Page 2: Email and Redirect to PDF
C#
protected void Page_Load(object sender, EventArgs e)
{
// Edited: Here I set my connection string, pull my parms from QueryString...
    if (sFilePath != "")
    {
        try
        {
            conn.Open();
            // This EmailMgr method just builds text, sqls manager address, 
            // and calls a generic class that sends email
            string sResult = EmailMgr(sFilePath);
        }
        catch (Exception ex)
        {
            eh.SaveErrorText(ex.Message.ToString(), ex.ToString(), sFilePath); 
        }
        finally
        {
            conn.Close();
        }
        Response.Redirect(sFilePath, false); // Used both true/false: same looping
    }
    Response.End(); // trying in vain to stop loop...
}
Posted
Updated 19-Nov-13 7:51am
v2
Comments
idenizeni 19-Nov-13 14:17pm    
Could the issue be related to a particular file? If so, could it be possible the particular file that caused this issue for the user has something in the filename that 'breaks' the redirect to sFilePath and thus causes the page to redirect back to itself which in turn causes the EmailMgr routine to be repeatedly called? Or, did the user manipulate the query params such that the redirect caused the page to call itself repeatedly? You may want to look at saving the filename in the viewstate or session variable to prevent users from manipulating the URL and thus breaking the redirect process.

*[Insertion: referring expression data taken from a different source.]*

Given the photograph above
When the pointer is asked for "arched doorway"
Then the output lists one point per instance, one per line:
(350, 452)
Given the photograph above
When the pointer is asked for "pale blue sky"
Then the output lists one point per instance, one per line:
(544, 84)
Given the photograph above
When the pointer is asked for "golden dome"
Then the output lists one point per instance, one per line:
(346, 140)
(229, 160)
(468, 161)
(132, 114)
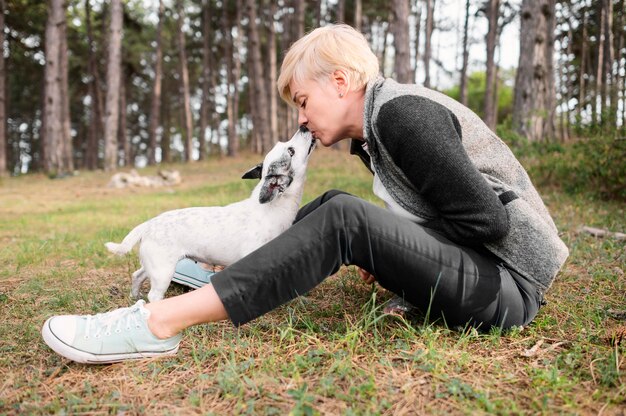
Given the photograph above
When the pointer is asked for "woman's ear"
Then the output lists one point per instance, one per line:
(341, 81)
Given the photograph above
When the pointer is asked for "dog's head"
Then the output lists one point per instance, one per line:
(283, 164)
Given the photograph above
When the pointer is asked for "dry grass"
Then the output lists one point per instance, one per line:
(331, 352)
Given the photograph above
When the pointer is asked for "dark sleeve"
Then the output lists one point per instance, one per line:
(424, 139)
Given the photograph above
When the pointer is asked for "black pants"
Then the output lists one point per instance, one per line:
(460, 284)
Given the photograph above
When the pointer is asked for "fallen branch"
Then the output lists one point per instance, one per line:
(600, 233)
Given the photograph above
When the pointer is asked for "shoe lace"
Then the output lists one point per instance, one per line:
(105, 323)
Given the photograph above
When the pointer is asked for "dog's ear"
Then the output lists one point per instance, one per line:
(254, 173)
(273, 186)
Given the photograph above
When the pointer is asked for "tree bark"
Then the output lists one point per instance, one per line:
(618, 77)
(3, 91)
(261, 125)
(493, 7)
(607, 70)
(464, 65)
(430, 11)
(122, 133)
(206, 77)
(418, 32)
(341, 11)
(113, 86)
(400, 28)
(271, 51)
(95, 106)
(67, 152)
(231, 84)
(533, 106)
(582, 98)
(52, 148)
(598, 105)
(155, 106)
(358, 14)
(184, 75)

Member 8774961 19-Nov-13 15:05pm    
Good thought...
But the two files that looped this morning have no spaces or special characters
(CM18TrainingGuidepart1.pdf, CM18TrainingGuidepart2.pdf).

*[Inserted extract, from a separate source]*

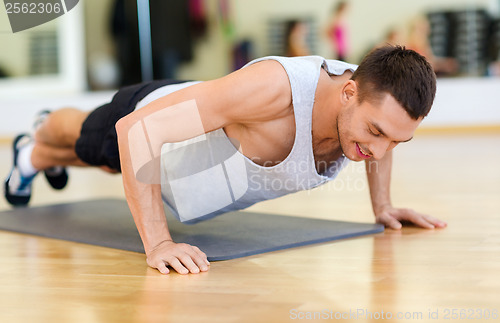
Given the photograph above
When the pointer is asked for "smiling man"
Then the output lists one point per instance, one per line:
(277, 126)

Also all users report successfully reaching the file and beginning the download.
Thanks for thinking about this.

1 solution

No one can fix your code without seeing it. So, I can only dismiss your idea that a the source of an "infinite" cycle should be some loop in code. There is at least one more possible reason: recursion, which can be very indirect:
http://en.wikipedia.org/wiki/Recursion[^],
http://en.wikipedia.org/wiki/Recursion_(computer_science)[^],
http://en.wikipedia.org/wiki/Mutual_recursion[^].

And, in practice, it can be anything. Again, sorry for not solving your problem. I guess, it's hardly possible based on your information.